The world as a whole seemed to slow and my tears began to flow,

my consciousness left this plain, finally killing off my brain.

I read over it once more, wincing as I read the final line... that took a terrible turn, it had nothing to do with what I initially wanted it to be, I didn't like it at all, I ripped it out and scrunched it up, chucking it on the floor before turning to a new page, I had a new idea. I wrote out this poem with tears in my eyes, wondering how I could've failed so bad at writing something I was so confident in, it was definitely was better and I was much happier with it.
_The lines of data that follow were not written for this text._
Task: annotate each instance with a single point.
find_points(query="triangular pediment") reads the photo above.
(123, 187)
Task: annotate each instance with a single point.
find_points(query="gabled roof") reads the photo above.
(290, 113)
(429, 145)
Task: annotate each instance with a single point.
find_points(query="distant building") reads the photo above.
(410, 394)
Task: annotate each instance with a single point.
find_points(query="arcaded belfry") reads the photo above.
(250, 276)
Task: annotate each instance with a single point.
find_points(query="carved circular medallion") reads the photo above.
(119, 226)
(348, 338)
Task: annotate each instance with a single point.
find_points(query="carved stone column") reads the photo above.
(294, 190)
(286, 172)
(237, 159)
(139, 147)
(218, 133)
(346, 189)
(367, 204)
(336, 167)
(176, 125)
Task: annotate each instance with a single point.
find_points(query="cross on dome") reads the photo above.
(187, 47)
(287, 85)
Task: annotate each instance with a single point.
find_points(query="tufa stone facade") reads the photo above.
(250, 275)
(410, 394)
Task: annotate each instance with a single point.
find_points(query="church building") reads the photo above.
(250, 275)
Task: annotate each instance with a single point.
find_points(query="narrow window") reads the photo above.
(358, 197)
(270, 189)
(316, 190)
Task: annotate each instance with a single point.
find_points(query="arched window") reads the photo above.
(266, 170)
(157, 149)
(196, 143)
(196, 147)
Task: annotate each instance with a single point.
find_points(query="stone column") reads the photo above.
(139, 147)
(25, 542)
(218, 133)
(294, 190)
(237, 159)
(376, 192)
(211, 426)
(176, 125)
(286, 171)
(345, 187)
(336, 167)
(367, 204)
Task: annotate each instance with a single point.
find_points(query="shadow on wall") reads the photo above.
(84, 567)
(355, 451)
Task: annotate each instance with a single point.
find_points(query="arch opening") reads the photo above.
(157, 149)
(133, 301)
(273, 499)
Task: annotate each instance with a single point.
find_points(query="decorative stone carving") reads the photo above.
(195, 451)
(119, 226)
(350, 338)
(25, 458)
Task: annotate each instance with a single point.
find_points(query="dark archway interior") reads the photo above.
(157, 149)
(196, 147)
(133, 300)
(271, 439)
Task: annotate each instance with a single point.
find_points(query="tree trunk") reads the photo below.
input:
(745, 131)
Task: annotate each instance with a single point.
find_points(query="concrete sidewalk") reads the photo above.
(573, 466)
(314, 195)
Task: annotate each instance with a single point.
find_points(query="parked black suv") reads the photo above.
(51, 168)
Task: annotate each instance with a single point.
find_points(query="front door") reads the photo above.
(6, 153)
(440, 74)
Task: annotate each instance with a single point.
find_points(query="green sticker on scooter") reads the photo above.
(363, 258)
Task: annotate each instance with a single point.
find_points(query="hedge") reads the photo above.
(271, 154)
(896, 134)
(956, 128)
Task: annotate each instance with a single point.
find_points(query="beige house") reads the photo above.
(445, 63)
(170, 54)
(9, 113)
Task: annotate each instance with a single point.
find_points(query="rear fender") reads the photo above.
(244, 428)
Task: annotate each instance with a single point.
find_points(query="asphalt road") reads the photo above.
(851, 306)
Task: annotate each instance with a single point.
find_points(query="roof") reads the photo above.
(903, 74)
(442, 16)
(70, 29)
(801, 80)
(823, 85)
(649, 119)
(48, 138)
I wiped my eyes free of my sadness and closed the notebook, putting it away before it could bother me any further, rushing downstairs to get some food from the fridge; whenever I felt this way food seemed to help even though it wasn't exactly a healthy way to cope with anything but I needed it desperately, it was easy for me to get when I was in a state when I didn't want to get up and do anything at all.

I reached the fridge and opened it up, only to see that it was bare, the only things I could see was butter and maybe some packs of vegetables that had been left in there for months, the second most pathetic thing I had ever seen in my life, the first being myself; I couldn't even keep the fridge stocked, let alone keep enough in for long enough that it would last, and that meant I'd now have to go shopping... It was typically something I dreaded as I didn't like the amount of people around, I felt as though they were all doing better than me yet they all seemed so unhappy, they looked tired and so done with everything just like me and no one deserved to be like me. I bit my lip and slammed the door closed, standing in the middle of the room with my fists clenched tightly, how could I let myself get this far? I couldn't possibly go any further otherwise I'd end up hurting everyone else.

I was unable to move and it felt as though something was watching me closely, ready to strike from a far; I glance around me to see what was there but where it felt like eyes were boring into me, nothing was there. I shakily forced myself into mobility and turned on my heel, leaving the room as quickly as I could so I wouldn't have to feel the burning sensation of being watched, once my feet landed in the hallway, I realised I had been holding my breath the entire time as my chest burned from the lack air in my lungs, it was a nasty feeling. It was only when I almost collapsed was when I finally drew in a deep breath, hoping it would be enough to replenish my energy however I felt weak; I managed to get myself to stand up even though my legs were quivering and I pulled my aching body upstairs until I arrived in my room. I knew that if I went to sleep now I still wouldn't wake up on time in the morning anyways but I don't think I could stay awake, not after the emotional day I've had; it wasn't even that late but I didn't want to think for any longer, I dropped onto my bed and let the tiredness take over. Please... don't blame me for anything.